Movember 2021: prostate cancer survivors on overcoming the disease with the love of their wives and how life isn’t all about work
- Chui Kui-fan and Donald Mok open up on how their prostate cancer diagnoses bought them closer with their wives, whose support proved invaluable
- They were part of a joint Movember and Hong Kong Cancer Fund event for couples to celebrate their love for each other
There is a saying that a man has two lives, and the second one starts when he realises he only has one.
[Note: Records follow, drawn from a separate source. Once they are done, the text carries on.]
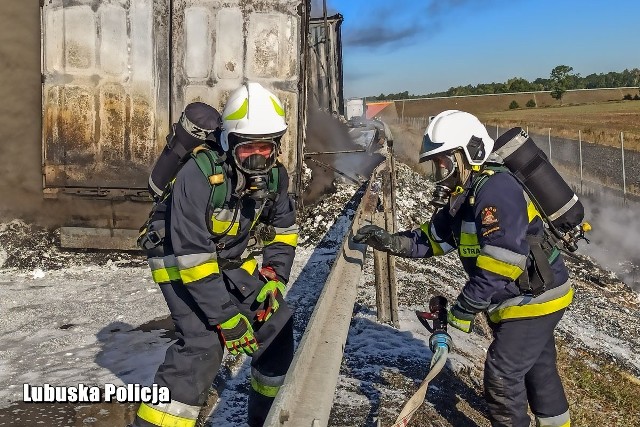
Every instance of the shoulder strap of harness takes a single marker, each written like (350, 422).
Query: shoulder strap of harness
(481, 179)
(539, 276)
(210, 164)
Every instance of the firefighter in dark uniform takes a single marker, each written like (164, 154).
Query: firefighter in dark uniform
(217, 294)
(518, 280)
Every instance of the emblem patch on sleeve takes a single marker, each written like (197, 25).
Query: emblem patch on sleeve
(490, 222)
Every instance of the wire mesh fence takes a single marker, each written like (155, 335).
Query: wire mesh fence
(603, 168)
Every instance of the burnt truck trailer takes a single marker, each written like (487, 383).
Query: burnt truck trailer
(87, 105)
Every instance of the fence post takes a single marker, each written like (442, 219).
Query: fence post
(550, 146)
(580, 150)
(624, 175)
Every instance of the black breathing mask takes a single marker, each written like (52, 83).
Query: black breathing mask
(445, 177)
(254, 158)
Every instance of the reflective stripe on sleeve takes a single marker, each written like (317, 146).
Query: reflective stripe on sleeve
(469, 247)
(181, 415)
(197, 266)
(438, 245)
(286, 235)
(525, 307)
(164, 269)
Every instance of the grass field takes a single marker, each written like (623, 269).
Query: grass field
(599, 122)
(600, 114)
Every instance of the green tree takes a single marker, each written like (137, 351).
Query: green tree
(560, 79)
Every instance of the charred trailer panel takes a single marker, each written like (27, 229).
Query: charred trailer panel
(325, 74)
(105, 95)
(117, 73)
(219, 45)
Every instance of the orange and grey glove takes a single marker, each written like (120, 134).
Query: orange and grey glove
(268, 293)
(237, 334)
(460, 318)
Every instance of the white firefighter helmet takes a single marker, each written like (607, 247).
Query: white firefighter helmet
(252, 111)
(452, 130)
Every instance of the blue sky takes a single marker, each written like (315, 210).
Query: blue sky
(426, 46)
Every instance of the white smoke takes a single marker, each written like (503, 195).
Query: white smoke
(615, 237)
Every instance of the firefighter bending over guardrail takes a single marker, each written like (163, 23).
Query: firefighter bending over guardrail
(507, 212)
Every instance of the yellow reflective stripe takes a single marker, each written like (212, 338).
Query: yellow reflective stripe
(277, 107)
(287, 239)
(198, 272)
(265, 390)
(220, 227)
(468, 239)
(162, 419)
(532, 310)
(532, 212)
(240, 112)
(249, 265)
(469, 246)
(498, 267)
(163, 275)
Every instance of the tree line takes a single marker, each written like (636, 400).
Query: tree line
(560, 80)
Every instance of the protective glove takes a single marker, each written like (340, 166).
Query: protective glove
(460, 318)
(374, 236)
(379, 239)
(237, 334)
(268, 294)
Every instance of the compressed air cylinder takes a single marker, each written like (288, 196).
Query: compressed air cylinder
(529, 164)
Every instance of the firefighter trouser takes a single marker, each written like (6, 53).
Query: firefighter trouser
(520, 368)
(191, 363)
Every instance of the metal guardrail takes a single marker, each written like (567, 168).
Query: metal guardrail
(306, 397)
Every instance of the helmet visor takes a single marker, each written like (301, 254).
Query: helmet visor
(255, 156)
(444, 166)
(428, 147)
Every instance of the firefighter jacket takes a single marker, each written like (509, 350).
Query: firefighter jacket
(208, 247)
(491, 231)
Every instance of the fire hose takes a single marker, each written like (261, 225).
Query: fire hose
(440, 343)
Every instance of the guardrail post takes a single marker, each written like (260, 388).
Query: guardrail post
(580, 150)
(624, 174)
(384, 263)
(550, 146)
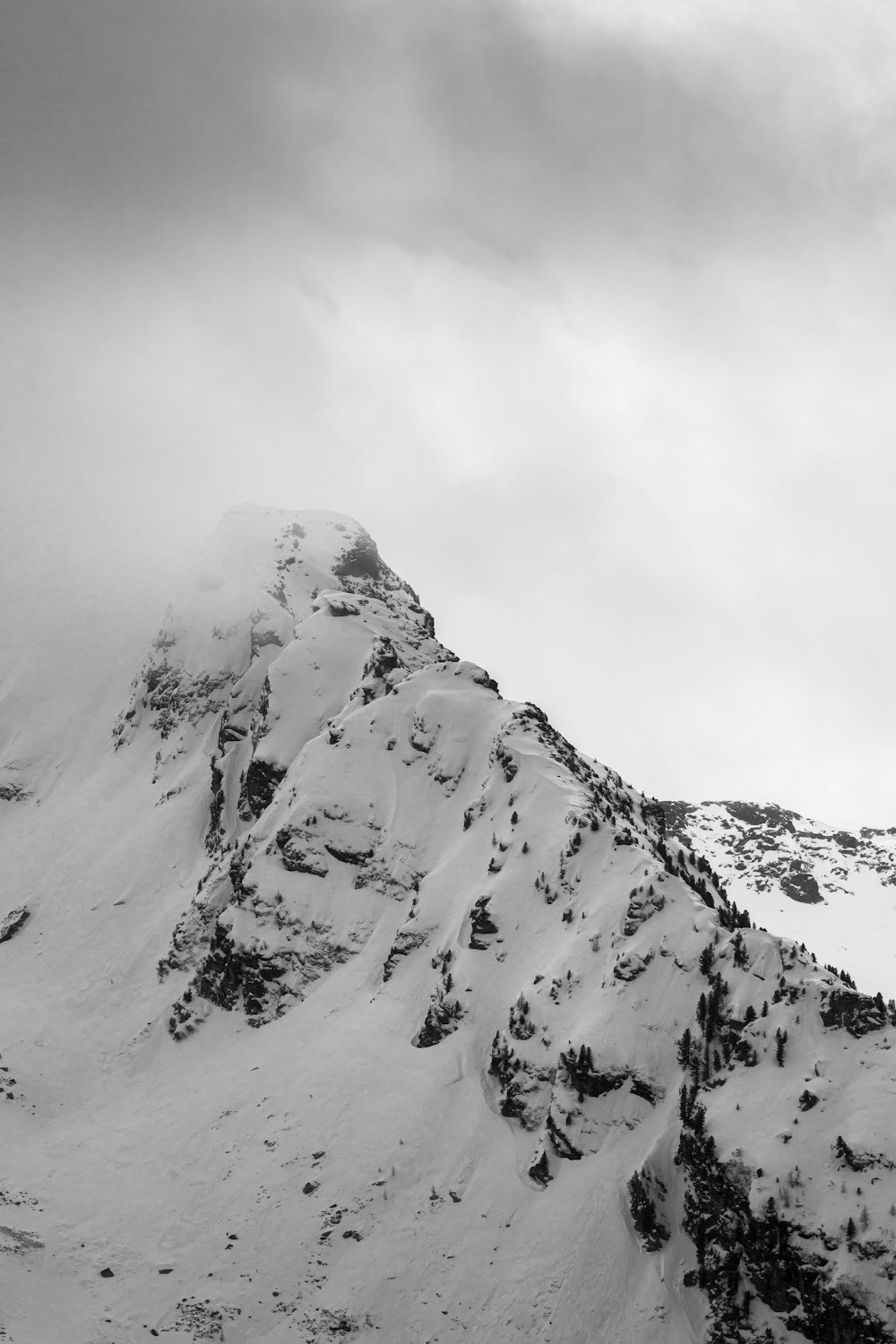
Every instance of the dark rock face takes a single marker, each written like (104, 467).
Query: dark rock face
(261, 785)
(857, 1013)
(774, 849)
(595, 1082)
(731, 1242)
(360, 561)
(13, 922)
This is particularly appropriate for men dealing with prostate cancer.
With the month-long Movember campaign under way, couples who battled prostate cancer together dressed in colourful traditional wedding robes and gathered at the Hong Kong Cancer Fund’s (HKCF) North Point office to celebrate their love for each other.
Two prostate cancer survivors described how the illness affected their relationships with their wives and families.
Chui Kui-fan, 71, and his wife Chui Lui Ling, 68, donned traditional red wedding gowns that day for the first time – despite having been married for 42 years. The pair came to Hong Kong in 1988, but got married in Guangzhou in 1979, where they could not wear bright festive robes for the ceremony.
“It’s like proposing for the first time again. It’s like being just married,” Chui Kui-fan says. “I feel even happier now than when we got married more than 40 years ago, because when we first got married it was just after the Cultural Revolution so we could not wear any costumes like this.